By Nisha Talagala, Co-Founder and CTO / VP of Engineering at ParallelM
From advertising to IoT, healthcare, and beyond, virtually all industries are adopting or investigating machine learning (ML) in order to benefit their business. If both you and your competitor are adopting ML, though, what do you need to do to get the competitive edge?
The two sides of ML
ML (as a term) is used to refer to both business applications of the technology and to the technology itself and its underpinnings of algorithms, models and predictions. Applying ML for business benefit requires both the ML training (a.k.a model generation, model build or model fit) that generates the model and the ML inference (a.k,a prediction, scoring, or model serve) that generates the insights. These ML inferences need to be integrated into the business use case, creating an ML business application that ultimately generates the customer value.
These two elements (ML Training and ML inference) do not exist in isolation. There is always a cycle that connects them. Models generated by Training need to be sent to Inference, and – whether immediately or eventually – the experiences of live data have to be used to further optimize the model during the next round of training. In recent history, this cycle has often taken months or years, and as such, it was almost possible to forget the cycle even existed. However, with today’s advances in training algorithms, powerful hardware, and scalable analytic engines, runtimes for each phase have been substantially reduced.

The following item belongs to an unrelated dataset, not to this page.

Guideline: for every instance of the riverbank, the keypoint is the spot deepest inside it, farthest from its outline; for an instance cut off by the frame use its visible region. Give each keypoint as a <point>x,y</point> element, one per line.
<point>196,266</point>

Competitive business value: Closing the loop
The primary purpose of most ML initiatives is to convert insight into business value (whether by recommendations, optimizations, fault detections etc.) The tighter the execution of this cycle, the quicker the business can respond to changing circumstances.
For example, by quickly learning a user’s immediate shopping pattern and correlating it to notable events of the day, a business can generate better shopping recommendations and drive more sales. Many other examples of the value of quick adaptation exist. As more businesses adopt ML, competitiveness will be determined by not just whether you adopt ML, but whether you can turn this cycle around and adapt your ML faster than your competitor.
The concept may sound simple enough, but why is it so difficult to put into practice? Although sophisticated ML algorithms and many data scientist tools exist, putting ML into production (and continuously integrating new retraining) remains a challenge, since it requires integrated discipline and practice across operations, data science, and sometimes business analysts.
- Expertise Mismatch: On one side, IT operations administrators are experts in deployment and management of software and services in production. On the other hand, data scientists are experts in the algorithms and associated mathematics. Operating ML/DL in production and deploying new models requires the combined skills of both groups and their respective processes.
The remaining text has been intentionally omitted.